In an effort to gradually reduce my infinite ignorance, I have hatched the idea of investing 30 or so minutes to post here a digest of at least one knowledge source ingested each day. Almost certainly, I will fail to be consistent with this. But, the combination of commitment device and forcing function for reflection is too reasonable not to at least attempt it. The intention is less to provide an exhaustive summary of a publication, than to extract a few choice nuggets, especially when they form the kernel of evidence for beliefs that I have. Here goes:

Takeaways:
- From 2000-2015 the fraction of deceased Medicare whose place of death was an acute care hospital has decreased from 1 in 3 to 1 in 5.
- The fraction of decedents receiving hospice services increased from 1 in 5 to 1 in 2.
- However more than 1 in 2 beneficiaries experienced a hospitalization within 30 days of the end of life, and nearly 1 in 3 an ICU stay.

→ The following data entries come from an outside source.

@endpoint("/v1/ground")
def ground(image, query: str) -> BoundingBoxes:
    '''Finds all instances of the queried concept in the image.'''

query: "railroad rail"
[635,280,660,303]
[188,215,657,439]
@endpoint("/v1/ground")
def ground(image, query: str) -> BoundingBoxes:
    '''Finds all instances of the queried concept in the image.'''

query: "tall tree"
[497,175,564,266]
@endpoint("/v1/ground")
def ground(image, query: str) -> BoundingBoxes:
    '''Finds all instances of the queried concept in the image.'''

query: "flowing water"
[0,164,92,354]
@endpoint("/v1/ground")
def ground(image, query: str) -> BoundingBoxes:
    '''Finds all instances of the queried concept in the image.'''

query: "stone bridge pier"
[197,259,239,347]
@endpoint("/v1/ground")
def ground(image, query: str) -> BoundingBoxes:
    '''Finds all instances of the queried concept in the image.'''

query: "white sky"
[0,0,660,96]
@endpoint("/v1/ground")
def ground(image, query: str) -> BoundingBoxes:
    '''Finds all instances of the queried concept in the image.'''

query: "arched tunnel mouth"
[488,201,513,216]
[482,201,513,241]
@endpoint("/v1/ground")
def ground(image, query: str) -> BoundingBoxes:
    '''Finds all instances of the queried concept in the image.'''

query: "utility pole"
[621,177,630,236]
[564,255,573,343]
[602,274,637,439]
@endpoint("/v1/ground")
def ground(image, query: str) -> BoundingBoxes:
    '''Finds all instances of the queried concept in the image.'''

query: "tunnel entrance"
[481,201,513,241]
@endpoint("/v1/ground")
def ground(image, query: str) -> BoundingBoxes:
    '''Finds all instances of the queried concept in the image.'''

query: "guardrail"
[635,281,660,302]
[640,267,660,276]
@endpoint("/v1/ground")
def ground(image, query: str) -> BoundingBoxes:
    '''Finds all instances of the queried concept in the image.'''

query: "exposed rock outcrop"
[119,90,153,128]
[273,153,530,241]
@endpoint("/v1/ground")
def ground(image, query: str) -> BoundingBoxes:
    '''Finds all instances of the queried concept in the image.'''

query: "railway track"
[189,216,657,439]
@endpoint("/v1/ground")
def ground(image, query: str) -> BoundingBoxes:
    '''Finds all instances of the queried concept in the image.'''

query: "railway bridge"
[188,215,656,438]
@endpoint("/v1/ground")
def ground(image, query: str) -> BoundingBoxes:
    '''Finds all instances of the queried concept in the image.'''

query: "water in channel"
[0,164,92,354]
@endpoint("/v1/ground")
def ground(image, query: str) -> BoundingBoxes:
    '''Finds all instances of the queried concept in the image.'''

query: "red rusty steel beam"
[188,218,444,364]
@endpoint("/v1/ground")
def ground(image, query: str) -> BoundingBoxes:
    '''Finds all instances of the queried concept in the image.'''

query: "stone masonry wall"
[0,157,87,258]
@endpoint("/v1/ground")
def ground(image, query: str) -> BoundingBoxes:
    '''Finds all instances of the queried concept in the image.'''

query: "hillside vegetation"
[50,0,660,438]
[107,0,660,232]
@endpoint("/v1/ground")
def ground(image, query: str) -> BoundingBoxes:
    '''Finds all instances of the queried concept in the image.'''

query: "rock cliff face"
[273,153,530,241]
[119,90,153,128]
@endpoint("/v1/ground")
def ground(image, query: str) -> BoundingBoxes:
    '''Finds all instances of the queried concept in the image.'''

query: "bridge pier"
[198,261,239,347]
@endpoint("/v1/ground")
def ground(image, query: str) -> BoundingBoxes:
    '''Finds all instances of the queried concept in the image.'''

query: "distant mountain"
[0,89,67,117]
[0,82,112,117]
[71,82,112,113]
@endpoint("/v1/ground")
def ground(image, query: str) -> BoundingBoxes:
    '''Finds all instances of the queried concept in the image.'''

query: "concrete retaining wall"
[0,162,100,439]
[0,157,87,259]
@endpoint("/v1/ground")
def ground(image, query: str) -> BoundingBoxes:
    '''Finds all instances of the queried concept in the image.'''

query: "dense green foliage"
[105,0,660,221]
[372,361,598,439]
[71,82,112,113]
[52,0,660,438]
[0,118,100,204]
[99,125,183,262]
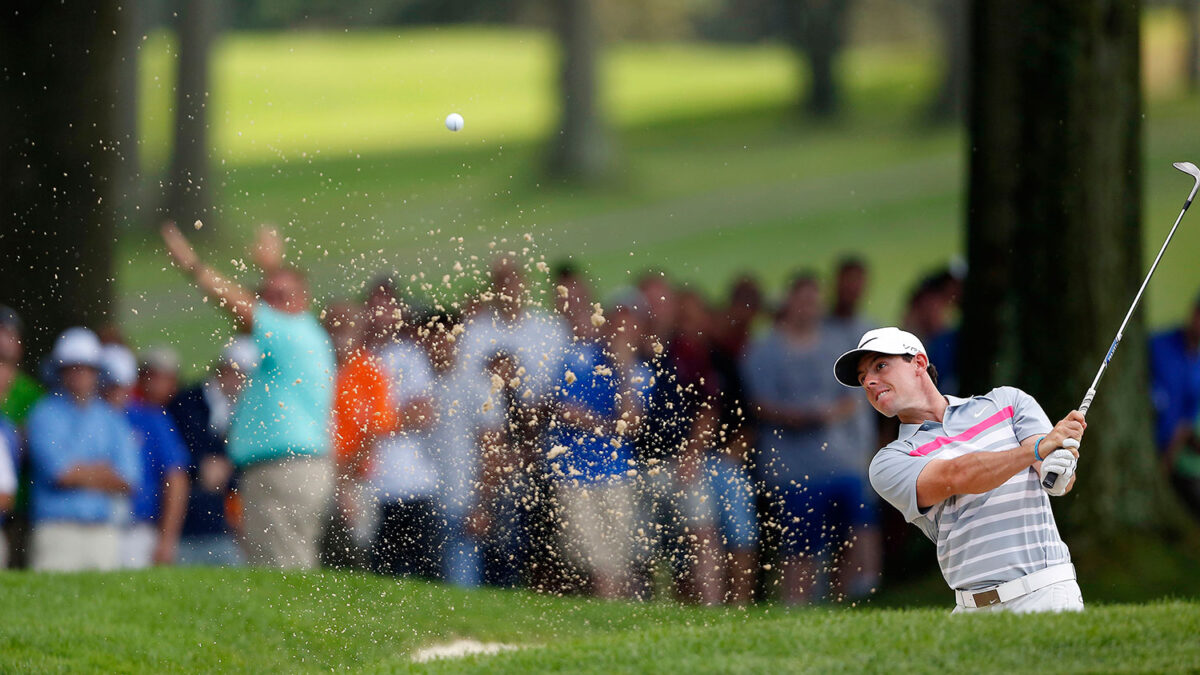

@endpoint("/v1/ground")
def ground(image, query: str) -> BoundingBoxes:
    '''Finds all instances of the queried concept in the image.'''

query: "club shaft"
[1042,179,1200,489]
[1079,197,1192,414]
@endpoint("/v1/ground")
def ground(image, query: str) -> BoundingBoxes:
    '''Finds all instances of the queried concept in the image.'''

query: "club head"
[1171,162,1200,180]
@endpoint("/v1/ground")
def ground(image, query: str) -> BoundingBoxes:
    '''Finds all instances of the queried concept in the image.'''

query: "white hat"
[833,325,929,389]
[50,325,100,368]
[100,345,138,387]
[221,335,262,374]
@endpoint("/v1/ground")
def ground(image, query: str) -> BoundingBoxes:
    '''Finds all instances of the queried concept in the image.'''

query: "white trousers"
[121,522,158,569]
[950,579,1084,614]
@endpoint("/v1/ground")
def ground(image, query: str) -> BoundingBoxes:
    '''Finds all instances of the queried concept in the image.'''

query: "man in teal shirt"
[162,225,335,569]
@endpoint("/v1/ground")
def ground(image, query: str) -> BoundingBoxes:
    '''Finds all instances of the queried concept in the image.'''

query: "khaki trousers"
[30,521,121,572]
[238,456,334,569]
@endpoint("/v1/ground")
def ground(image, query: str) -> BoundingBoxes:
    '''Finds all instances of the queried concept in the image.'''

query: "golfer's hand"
[1040,448,1079,497]
[1042,410,1087,456]
[162,222,200,273]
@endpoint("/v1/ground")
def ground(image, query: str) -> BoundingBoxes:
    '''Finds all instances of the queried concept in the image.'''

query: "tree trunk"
[0,0,120,363]
[550,0,612,181]
[962,0,1189,542]
[788,0,850,118]
[926,0,971,124]
[166,0,220,225]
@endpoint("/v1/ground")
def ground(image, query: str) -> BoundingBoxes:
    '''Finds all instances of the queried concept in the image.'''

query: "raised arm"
[162,222,254,329]
[917,411,1087,508]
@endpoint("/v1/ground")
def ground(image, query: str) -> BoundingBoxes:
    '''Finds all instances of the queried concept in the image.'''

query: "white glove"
[1040,449,1079,497]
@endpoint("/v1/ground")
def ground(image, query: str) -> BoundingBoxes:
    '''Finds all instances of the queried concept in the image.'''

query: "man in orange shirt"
[323,301,398,567]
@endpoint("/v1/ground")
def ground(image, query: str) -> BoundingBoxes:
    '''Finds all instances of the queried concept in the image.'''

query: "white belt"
[954,562,1075,608]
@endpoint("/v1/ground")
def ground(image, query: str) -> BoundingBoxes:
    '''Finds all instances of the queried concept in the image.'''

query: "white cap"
[221,335,262,374]
[100,345,138,387]
[833,325,929,389]
[50,325,100,368]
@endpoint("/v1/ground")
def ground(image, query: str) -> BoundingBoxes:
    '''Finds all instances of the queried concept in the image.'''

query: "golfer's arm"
[917,437,1037,508]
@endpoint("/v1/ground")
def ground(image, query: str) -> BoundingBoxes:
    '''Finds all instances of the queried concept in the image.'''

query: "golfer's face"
[858,354,913,417]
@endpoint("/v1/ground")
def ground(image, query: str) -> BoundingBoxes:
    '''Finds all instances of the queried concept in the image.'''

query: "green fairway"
[116,19,1200,370]
[0,569,1200,673]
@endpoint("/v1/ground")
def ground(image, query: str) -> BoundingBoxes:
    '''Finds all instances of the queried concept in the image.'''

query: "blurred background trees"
[0,0,1200,593]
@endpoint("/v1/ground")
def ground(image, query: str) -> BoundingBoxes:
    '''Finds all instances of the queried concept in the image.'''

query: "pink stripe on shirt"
[908,406,1013,458]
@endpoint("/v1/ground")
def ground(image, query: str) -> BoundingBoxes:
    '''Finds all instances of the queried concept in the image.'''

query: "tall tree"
[0,0,120,358]
[785,0,850,118]
[550,0,612,181]
[113,0,149,226]
[166,0,221,225]
[962,0,1188,540]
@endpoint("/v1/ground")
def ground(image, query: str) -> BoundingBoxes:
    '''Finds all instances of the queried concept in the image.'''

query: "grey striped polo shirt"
[870,387,1070,591]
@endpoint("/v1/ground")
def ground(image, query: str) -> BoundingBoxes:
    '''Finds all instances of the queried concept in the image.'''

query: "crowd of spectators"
[0,226,1200,604]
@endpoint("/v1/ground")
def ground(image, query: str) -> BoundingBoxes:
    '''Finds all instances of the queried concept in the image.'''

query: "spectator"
[0,305,42,426]
[477,352,535,587]
[136,347,179,408]
[167,336,260,566]
[707,276,762,604]
[370,290,443,579]
[162,225,335,569]
[744,274,868,604]
[907,265,964,394]
[322,296,396,568]
[425,317,506,587]
[29,328,142,571]
[100,345,187,568]
[636,274,724,604]
[461,256,570,393]
[823,257,888,599]
[460,253,570,589]
[1150,291,1200,516]
[544,280,640,598]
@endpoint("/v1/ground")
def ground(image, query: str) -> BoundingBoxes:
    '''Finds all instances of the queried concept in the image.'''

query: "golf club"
[1042,162,1200,490]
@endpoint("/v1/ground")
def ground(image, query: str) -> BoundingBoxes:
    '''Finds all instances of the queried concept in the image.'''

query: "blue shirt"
[229,303,335,467]
[28,393,142,524]
[546,342,634,483]
[1150,328,1200,449]
[125,404,187,522]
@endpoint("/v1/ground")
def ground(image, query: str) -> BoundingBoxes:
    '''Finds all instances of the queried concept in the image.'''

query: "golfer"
[834,328,1087,613]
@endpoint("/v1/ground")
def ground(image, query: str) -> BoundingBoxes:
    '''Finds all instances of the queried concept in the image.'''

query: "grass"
[116,12,1200,370]
[0,569,1200,673]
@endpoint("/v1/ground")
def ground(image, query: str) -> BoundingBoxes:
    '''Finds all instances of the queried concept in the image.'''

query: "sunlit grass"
[118,12,1200,368]
[0,569,1200,673]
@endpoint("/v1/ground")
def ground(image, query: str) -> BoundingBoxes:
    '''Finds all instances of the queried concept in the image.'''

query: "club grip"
[1042,389,1094,490]
[1042,438,1079,490]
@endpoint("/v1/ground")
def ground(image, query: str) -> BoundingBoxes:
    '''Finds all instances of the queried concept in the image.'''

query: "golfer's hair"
[900,354,937,384]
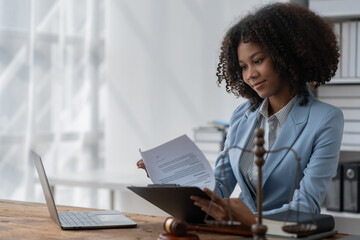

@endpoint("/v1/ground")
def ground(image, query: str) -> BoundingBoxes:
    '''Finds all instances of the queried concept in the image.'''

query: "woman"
[137,3,344,225]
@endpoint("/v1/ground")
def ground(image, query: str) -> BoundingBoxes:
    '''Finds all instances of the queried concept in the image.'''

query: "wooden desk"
[0,200,344,240]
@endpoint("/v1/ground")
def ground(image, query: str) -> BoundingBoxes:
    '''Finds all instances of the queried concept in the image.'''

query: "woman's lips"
[253,80,266,89]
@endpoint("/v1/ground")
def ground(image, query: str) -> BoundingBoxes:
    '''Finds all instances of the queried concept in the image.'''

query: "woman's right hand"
[136,159,149,177]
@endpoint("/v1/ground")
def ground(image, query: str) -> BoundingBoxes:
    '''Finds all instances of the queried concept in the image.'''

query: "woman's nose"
[245,67,259,80]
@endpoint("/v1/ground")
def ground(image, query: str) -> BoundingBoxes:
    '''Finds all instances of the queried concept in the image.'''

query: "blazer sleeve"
[263,107,344,215]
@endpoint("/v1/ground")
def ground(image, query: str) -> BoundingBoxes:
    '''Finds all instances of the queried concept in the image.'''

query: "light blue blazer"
[215,92,344,215]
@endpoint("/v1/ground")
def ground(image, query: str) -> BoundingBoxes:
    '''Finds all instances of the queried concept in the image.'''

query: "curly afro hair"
[216,3,340,111]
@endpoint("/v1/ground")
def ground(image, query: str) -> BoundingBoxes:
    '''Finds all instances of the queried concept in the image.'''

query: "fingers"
[204,188,227,207]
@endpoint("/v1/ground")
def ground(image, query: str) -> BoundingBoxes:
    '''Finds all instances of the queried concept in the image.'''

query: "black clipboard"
[127,184,213,224]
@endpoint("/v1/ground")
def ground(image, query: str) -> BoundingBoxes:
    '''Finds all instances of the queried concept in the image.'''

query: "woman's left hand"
[190,188,256,226]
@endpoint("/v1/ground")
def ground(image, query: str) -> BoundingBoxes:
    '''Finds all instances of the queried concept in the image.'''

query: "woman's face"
[237,42,290,100]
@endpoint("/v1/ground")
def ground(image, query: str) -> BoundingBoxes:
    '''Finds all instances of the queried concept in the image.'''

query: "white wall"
[105,0,286,173]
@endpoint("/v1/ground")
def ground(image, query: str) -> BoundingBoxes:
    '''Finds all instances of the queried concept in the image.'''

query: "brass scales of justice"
[158,128,317,240]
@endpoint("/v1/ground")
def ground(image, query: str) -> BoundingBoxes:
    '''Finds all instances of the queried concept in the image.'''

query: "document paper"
[140,135,215,190]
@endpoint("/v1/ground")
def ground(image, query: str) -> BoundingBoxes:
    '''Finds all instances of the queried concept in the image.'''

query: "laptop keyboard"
[59,212,104,226]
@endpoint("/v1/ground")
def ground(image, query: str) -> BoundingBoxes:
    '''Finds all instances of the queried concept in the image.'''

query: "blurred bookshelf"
[193,121,229,168]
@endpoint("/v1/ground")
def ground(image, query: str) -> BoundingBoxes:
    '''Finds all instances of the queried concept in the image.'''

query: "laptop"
[30,150,136,230]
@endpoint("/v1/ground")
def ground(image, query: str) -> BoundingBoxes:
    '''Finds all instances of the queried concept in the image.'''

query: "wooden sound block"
[158,233,200,240]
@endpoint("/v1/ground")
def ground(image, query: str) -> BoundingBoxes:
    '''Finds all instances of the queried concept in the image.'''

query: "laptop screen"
[30,150,60,225]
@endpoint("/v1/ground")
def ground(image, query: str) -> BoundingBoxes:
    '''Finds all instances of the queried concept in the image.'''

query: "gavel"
[158,217,200,240]
[158,217,252,240]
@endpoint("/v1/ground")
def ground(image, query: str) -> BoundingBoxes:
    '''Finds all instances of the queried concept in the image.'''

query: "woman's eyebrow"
[239,51,262,63]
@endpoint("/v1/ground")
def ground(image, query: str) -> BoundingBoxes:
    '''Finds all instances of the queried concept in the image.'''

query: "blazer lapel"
[229,109,259,211]
[262,96,313,185]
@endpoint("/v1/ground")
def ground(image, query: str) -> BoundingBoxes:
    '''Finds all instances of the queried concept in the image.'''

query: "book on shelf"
[263,210,335,238]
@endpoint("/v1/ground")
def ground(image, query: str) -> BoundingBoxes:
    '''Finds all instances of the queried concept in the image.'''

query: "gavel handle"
[188,224,252,237]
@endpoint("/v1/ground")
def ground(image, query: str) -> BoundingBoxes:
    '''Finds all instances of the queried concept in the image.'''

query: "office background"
[0,0,360,233]
[0,0,288,207]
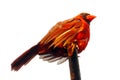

- Medicare Advantage decedents were were more likely to die at home or in a community setting, or receive hospice services, and were less likely to die in a nursing home, or be hospitalized during the last 30 and 90 days of life.

Conclusions:
Significant progress seems to have been made toward making accessible what The National Academy of Medicine defined as “a good death”:
One that is free from avoidable distress and suffering for patients, families, and caregivers; in general accord with patients’ and families’ wishes; and reasonably consistent with clinical, cultural, and ethical standards.
However, acute to intensive end of life care remains prevalent and the differential prevalence by reimbursement mechanism suggest further room for improvement.
References:
Teno JM, Gozalo P, Trivedi AN, et al. Site of Death, Place of Care, and Health Care Transitions Among US Medicare Beneficiaries, 2000-2015. JAMA. 2018;320(3):264-271.
Institute of Medicine. Dying in America: Improving Quality and Honoring Individual Preferences Near the End of Life. Washington, DC: National Academies Press; 2015.